The tube is extruded 4-hole, pure aluminum 1050, outer wall thickness 0.8 mm, inert gas brazing using fluoride slacks). This core was tested for cooling capacity and fin buckling resistance in the same manner as in Example 2.

For the cooling capacity test, fin material sample No.

4.6.13. The results are shown in Table 5.

Table 5 As described above, according to the present invention (first invention), it is possible to obtain a fin material that does not suffer from settling or deformation during soldering of the fin and has improved thermal conductivity and buckling resistance. Therefore, not only the heat dissipation characteristics of the heat exchanger are improved, but also the size and weight of the heat exchanger can be reduced.

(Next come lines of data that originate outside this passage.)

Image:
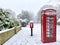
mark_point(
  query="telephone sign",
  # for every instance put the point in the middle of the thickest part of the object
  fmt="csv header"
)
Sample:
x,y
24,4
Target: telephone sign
x,y
48,26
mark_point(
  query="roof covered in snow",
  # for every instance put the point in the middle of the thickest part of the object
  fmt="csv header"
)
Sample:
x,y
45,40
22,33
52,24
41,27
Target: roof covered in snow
x,y
58,20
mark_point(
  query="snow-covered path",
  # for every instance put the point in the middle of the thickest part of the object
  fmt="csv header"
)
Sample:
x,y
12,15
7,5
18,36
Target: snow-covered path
x,y
23,37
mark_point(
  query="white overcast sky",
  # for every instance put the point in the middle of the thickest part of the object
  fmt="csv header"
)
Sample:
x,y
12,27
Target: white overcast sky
x,y
30,5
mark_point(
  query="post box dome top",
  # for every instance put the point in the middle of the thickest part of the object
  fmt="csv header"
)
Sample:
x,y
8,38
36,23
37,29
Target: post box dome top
x,y
49,11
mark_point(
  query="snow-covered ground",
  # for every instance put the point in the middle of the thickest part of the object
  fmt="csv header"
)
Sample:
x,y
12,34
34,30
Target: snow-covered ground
x,y
23,37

Furthermore, according to the present invention (second invention), it is possible to provide a fin material with even better buckling resistance. Therefore, it is possible to reduce the thickness of the fin material of the layer 1, and it is possible to manufacture a small and lightweight f-exchanger with excellent heat dissipation characteristics.

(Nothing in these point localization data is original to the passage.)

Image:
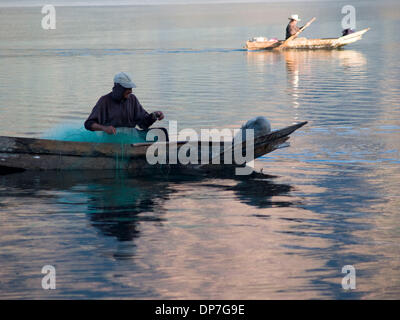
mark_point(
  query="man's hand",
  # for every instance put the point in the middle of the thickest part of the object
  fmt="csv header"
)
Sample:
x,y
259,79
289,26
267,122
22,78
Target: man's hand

[Brief explanation of the drawing]

Figure 1 is a side sectional view showing an example of a plating sheet for fins, Figures 2 (a), (b), and (c) each show an example of an Aβ heat exchanger, and (a) shows an evaporator.
(B) is an explanatory diagram showing a condenser (C) is a radiator. FIG. 3 is an explanatory diagram showing an example of a buckling resistance testing device. 1... Fin material 2... Brazing material 3... Tube 4... Corrugated fin 5... Jig 6... Sample diagram Figure 3 Figure 2 (A) (C)

Claims (2)

[Claims] (1) Al for heat exchanger fin material by brazing, characterized in that Fe is 0.2 wt% or less, Si is 0.1 wt% or less, and the balance is Al and unavoidable impurities. (2) Fe 0.2 wt% or less, Si 0.1 wt% or less, Zr 0.01 to 0.3 wt%, Cr 0.01 to 0.3
An Al alloy for heat exchanger fin material formed by brazing and bonding, characterized in that it contains one or two of these wt%, and the remainder consists of Al and unavoidable impurities.